Está en marcha una tercera ola de colonialismo. A diferencia de la primera, que se apoderó de la tierra y del trabajo, o de la segunda, que extrajo la riqueza mineral mediante la dependencia económica estructural, esta tercera ola es invisible, consentida y potencialmente irreversible. No coloniza territorios sino datos: los patrones de conducta, los flujos de atención, las respuestas emocionales y las transacciones económicas de más de cuatro mil millones de personas del Sur Global.
Los extractores ya no son los imperios europeos. De un lado está Meta, cuya familia de aplicaciones —Facebook, Instagram, WhatsApp— alcanza una media de 3.580 millones de usuarios activos diarios, la inmensa mayoría de ellos en el Sur Global. Del otro está el ecosistema de TikTok, propiedad de ByteDance, que ha crecido hasta unos 1.670 millones de usuarios activos mensuales en todo el mundo, con América Latina como motor de su expansión más veloz. Ambos operan con una lógica extractiva idéntica. Ambos drenan valor del Sur Global y devuelven muy poco. Y ambos, si nadie los frena, consolidarán una dependencia digital más completa que cualquiera de las que produjo la era colonial.
Esto no es una teoría de la conspiración. Es el modelo de negocio.

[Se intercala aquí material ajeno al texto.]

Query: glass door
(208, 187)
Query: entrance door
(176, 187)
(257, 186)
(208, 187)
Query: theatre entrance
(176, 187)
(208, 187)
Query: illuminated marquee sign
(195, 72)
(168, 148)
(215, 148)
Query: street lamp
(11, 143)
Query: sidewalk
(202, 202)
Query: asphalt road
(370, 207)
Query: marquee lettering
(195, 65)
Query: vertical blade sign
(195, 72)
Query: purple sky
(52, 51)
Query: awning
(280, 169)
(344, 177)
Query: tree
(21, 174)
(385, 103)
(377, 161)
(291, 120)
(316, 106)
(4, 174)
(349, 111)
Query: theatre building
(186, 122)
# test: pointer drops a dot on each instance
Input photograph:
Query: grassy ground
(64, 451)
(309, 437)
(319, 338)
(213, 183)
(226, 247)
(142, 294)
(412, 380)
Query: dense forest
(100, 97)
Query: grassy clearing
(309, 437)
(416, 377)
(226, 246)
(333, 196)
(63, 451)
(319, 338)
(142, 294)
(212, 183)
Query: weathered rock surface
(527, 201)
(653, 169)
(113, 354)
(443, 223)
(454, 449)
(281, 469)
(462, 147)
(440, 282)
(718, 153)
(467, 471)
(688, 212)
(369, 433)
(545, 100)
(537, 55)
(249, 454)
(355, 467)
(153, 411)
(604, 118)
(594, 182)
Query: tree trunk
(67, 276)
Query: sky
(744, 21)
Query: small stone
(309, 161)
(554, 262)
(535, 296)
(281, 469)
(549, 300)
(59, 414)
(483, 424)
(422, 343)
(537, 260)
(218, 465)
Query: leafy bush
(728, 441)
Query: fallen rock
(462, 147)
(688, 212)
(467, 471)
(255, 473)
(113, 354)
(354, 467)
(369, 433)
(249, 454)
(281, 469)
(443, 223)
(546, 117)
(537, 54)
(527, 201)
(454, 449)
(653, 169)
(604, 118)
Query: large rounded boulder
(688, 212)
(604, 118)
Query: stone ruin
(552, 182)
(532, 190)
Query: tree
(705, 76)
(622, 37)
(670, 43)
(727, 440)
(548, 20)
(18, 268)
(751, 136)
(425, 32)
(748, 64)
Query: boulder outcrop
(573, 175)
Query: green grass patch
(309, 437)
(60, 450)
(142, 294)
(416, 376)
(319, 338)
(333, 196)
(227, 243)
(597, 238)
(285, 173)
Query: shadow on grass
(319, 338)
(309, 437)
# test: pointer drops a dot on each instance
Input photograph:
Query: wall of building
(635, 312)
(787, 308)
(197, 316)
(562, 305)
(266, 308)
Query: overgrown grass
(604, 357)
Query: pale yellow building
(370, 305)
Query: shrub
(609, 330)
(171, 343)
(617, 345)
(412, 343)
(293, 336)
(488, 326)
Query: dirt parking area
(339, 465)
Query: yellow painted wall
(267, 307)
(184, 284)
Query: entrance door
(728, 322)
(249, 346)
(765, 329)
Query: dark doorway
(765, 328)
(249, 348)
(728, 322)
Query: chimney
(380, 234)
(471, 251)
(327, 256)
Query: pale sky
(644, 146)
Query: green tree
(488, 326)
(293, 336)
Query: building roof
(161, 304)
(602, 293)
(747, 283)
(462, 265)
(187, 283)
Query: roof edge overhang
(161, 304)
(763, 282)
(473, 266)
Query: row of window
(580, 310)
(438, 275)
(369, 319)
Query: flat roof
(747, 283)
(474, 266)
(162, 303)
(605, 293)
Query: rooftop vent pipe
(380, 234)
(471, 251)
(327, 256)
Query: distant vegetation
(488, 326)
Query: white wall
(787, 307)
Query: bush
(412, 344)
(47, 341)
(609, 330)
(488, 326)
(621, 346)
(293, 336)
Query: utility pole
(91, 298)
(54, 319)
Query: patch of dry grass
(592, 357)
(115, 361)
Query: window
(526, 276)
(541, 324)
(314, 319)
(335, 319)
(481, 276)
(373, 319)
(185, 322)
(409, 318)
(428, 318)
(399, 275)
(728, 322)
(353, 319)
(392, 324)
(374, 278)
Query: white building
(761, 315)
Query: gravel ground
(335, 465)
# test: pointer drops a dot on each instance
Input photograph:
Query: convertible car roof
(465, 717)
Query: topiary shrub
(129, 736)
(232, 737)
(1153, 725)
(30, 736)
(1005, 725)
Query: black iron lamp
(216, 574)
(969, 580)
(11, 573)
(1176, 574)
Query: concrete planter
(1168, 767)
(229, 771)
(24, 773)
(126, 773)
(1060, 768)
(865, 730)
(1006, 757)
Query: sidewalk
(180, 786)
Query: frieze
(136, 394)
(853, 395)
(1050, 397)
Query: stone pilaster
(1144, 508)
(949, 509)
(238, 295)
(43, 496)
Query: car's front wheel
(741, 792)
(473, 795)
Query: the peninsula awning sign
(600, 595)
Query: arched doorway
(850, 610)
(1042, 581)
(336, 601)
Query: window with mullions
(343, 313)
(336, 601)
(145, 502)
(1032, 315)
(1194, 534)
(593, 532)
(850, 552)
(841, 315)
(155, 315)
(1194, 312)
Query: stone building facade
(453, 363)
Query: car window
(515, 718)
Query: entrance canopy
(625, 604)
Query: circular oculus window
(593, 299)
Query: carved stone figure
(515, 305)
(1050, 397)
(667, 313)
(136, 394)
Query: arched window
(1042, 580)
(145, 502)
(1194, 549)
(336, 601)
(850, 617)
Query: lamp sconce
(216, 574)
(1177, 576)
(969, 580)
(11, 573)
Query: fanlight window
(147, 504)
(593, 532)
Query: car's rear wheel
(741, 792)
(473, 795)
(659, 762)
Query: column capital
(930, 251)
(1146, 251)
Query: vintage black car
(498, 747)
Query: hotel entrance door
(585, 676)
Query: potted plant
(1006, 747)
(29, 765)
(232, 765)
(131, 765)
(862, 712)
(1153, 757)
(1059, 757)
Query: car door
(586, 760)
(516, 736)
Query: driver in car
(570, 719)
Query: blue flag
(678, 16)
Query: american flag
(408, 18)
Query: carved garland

La mecánica de la extracción
Para calibrar la escala real del colonialismo de datos basta con mirar a un solo país: Indonesia. Sus 112 millones de usuarios de WhatsApp lo convierten en uno de los mayores mercados de Meta en el mundo. La plataforma se ha vuelto infraestructura esencial: las familias la usan para mantener los lazos sociales a lo largo del inmenso archipiélago; las pequeñas empresas coordinan sus cadenas de suministro; los partidos políticos organizan sus campañas. Meta no cobra a los usuarios por este servicio. Lo que hace es monetizar los datos de conducta que generan esas interacciones. Solo la publicidad de clic a WhatsApp generará previsiblemente unos 10.000 millones de dólares de ingresos en 2026, lo que la convierte en el formato publicitario de mayor crecimiento de Meta.
El patrón colonial es inconfundible. Los datos se generan en Indonesia, India, Brasil, México y Tailandia. Se procesan en servidores de Estados Unidos. Los ingresos publicitarios fluyen hacia Menlo Park, California, y enriquecen a accionistas mayoritariamente estadounidenses. El ingreso medio por usuario de Meta en la región de Asia-Pacífico ronda los 0,21 dólares, frente a los 0,72 dólares de Australia y Oceanía. Los usuarios del Sur Global generan menos ingresos directos per cápita, pero en conjunto producen la masa de datos de conducta que entrena los modelos de IA de Meta, los cuales a su vez generan ingresos premium en los mercados ricos.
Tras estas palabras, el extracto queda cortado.